Он знал, что она входит в Комитет. Само собой, в Эндикотте имелось его отделение, поскольку здесь училось немало студентов Голубой крови. Аллегра огляделась, рассматривая вновь принятых, и почувствовала разочарование, не найдя среди раскрасневшихся гостей своего брата. Она знала, что Чарли ни за что бы не выбрали, но все равно ей было неприятно. Пейтологианцы были одной из причин, по которым ее близнец так ненавидел этот колледж. В Эндикотте никто не придавал большого значения Комитету. Тут все рвались в пейтологианцы.

Аллегра пожала плечами.

– Да то же самое.

– Вот и я так думал. Все‑таки хорошо было бы, если бы кто‑нибудь возродил традиции старой школы. Ну, знаешь – убийства, гробы, спекуляция влиянием.

Он повел бровями и отпил из своего непомерно большого кубка.

– О, сюда направляется техасец. Форсайт! На пару слов! Извини, – сказал Бендикс Аллегре и отошел переговорить о чем‑то с Форсайтом Ллевеллином, которому доверено было рекомендовать новых членов от их факультета.

Аллегра подняла бокал и кивнула Форсайту, тот любезно кивнул в ответ. Он преподавал английский первокурсникам. Аллегра время от времени видела его в кампусе. Конечно же, она помнила его. Она никогда не забудет тех, кто был в цикле в одно время с ней – тогда, во Флоренции.

 

Празднество продолжалось примерно час, а потом Бендикс громко произнес:

– Прошу внимания!

Толпа затихла. Бендикс подождал, пока не завладеет их вниманием полностью.

– Настало время отдать дань уважения и вознести хвалу нашему основателю.

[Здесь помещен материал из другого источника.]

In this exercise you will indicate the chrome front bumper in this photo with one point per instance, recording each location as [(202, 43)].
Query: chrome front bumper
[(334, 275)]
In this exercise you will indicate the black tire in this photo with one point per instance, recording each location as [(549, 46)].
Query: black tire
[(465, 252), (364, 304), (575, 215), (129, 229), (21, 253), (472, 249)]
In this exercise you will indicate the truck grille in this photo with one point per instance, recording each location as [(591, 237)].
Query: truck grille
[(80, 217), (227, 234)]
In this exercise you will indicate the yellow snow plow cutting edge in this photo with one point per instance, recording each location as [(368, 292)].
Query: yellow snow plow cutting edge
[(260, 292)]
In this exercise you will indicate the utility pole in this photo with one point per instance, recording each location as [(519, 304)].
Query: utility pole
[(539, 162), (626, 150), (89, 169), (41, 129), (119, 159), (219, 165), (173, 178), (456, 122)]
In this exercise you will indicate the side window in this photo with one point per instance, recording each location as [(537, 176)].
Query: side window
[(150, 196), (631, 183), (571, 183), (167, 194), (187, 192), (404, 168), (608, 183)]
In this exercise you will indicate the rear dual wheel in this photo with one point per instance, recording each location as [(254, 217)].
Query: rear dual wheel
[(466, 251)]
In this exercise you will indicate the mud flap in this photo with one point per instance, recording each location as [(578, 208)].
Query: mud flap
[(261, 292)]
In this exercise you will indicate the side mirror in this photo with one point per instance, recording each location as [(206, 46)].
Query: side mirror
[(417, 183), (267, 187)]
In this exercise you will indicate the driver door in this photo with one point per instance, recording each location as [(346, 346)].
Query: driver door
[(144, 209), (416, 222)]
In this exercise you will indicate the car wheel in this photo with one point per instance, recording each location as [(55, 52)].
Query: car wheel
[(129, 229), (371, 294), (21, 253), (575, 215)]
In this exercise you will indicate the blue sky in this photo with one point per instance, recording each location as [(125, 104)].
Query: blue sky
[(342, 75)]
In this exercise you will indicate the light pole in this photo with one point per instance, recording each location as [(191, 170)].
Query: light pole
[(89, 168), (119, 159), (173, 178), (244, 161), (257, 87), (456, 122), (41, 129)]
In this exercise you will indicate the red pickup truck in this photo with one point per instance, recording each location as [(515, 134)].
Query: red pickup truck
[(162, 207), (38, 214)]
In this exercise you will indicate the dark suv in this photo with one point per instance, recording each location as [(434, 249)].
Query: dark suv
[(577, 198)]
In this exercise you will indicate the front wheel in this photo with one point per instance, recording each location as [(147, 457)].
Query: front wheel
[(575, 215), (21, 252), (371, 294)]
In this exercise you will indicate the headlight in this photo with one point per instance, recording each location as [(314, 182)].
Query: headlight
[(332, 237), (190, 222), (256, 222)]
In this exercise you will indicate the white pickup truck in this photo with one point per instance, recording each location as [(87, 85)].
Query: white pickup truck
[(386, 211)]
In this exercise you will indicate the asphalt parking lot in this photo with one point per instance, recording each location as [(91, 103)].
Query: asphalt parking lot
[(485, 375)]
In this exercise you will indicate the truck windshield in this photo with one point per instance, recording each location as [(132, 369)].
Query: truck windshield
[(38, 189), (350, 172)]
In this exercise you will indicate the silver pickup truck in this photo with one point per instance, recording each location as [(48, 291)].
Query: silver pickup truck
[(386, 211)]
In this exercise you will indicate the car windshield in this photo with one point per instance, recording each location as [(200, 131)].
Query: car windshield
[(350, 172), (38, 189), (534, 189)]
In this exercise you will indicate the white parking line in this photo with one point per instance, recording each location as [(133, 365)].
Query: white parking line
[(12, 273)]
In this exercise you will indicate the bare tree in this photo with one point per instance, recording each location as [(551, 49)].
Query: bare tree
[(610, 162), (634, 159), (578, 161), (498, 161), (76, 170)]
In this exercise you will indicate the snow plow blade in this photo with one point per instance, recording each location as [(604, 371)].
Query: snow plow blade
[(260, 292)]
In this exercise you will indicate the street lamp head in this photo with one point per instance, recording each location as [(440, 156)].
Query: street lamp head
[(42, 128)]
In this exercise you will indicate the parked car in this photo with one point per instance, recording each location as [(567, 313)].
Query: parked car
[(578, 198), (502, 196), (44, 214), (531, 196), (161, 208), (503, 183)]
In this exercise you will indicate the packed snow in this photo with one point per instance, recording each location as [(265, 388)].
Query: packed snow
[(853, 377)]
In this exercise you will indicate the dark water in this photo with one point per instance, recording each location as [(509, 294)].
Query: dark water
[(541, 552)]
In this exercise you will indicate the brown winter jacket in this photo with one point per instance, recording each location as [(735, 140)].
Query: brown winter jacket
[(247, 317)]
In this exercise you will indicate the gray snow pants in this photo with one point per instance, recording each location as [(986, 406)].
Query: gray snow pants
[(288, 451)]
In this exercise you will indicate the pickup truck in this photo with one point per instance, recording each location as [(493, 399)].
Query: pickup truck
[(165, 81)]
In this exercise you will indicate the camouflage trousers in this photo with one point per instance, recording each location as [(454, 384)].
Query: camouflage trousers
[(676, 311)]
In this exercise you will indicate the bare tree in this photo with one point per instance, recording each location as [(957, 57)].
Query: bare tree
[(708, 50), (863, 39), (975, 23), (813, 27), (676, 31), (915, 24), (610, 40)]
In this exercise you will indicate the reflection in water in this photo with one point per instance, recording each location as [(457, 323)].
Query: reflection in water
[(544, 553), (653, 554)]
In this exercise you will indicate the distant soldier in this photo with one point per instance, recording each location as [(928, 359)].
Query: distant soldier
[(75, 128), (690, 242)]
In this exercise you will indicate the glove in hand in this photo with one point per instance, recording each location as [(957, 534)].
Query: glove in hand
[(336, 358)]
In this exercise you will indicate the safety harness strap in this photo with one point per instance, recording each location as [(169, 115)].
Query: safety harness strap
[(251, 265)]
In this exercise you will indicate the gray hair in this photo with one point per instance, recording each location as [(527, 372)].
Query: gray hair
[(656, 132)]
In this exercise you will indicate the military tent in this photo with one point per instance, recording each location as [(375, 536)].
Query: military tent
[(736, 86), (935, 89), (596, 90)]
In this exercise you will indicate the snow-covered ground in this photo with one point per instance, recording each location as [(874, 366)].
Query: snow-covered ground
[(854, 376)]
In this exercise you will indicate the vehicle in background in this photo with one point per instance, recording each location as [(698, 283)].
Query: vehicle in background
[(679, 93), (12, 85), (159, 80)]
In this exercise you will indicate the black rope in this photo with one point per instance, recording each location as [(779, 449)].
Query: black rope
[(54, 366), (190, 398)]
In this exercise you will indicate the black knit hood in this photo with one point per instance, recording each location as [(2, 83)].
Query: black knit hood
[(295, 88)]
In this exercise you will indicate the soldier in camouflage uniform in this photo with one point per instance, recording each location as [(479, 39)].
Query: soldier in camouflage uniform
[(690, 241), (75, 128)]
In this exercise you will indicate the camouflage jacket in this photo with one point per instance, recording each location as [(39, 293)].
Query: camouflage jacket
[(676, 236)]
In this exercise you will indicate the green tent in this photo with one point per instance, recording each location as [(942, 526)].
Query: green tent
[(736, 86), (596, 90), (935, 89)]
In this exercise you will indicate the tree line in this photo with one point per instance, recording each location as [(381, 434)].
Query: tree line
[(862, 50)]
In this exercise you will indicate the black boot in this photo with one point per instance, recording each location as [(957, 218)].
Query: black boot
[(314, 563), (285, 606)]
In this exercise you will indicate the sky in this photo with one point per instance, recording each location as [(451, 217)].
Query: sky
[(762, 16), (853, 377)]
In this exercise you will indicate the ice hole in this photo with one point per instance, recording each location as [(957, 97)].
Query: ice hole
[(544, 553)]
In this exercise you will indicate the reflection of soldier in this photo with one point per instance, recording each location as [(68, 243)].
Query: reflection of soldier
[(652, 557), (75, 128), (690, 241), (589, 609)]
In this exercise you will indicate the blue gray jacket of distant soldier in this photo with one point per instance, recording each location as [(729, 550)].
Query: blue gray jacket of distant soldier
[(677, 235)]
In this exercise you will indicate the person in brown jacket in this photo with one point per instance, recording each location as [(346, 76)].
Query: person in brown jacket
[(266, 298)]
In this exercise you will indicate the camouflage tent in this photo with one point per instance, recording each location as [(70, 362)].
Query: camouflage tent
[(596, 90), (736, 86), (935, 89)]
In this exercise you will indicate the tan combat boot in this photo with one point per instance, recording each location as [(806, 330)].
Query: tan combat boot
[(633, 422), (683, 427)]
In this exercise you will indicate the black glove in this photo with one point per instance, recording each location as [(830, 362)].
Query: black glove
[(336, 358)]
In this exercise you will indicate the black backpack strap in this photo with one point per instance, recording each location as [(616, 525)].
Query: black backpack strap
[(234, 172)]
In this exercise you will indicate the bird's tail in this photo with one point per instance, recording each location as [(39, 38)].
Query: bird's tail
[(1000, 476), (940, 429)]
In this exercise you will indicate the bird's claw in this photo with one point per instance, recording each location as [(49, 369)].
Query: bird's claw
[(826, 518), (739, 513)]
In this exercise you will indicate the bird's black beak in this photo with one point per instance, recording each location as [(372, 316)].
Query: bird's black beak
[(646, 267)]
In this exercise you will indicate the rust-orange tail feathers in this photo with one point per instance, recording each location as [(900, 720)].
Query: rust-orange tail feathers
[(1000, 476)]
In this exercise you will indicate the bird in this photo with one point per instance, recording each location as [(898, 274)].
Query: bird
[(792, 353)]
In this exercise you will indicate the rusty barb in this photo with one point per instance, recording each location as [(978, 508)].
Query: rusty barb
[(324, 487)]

Старейшие члены общества подняли бокалы и дружно принялись хором декламировать:

– «Птичка». Стихотворение Киллингтона Джоунса.

 

Уж не знаю, есть ли пенье

В мире слаще, чем у птицы

В снежно‑белом оперенье,

С клювом алым, как зарницы.

Сотворять прелестных пташек

Лишь один Господь сподоблен,

А таких стишков‑какашек

Навалить любой способен[3].

 

– Замечательно! – просиял Бендикс. – Объявляю состязание на звание худшего поэта открытым!

Аллегра слушала изумленно, как череда подражателей декламирует множество воистину ужасных стихов улюлюкающей толпе. Бендикс удостоился взрыва аплодисментов, прочитав «Последнюю песнь замерзающего рыбака на льдинах милой старой Норвегии». Это было катастрофически ужасно, до комизма, и он завоевал первое место.

Когда все завершилось, Бендикс подошел к Аллегре.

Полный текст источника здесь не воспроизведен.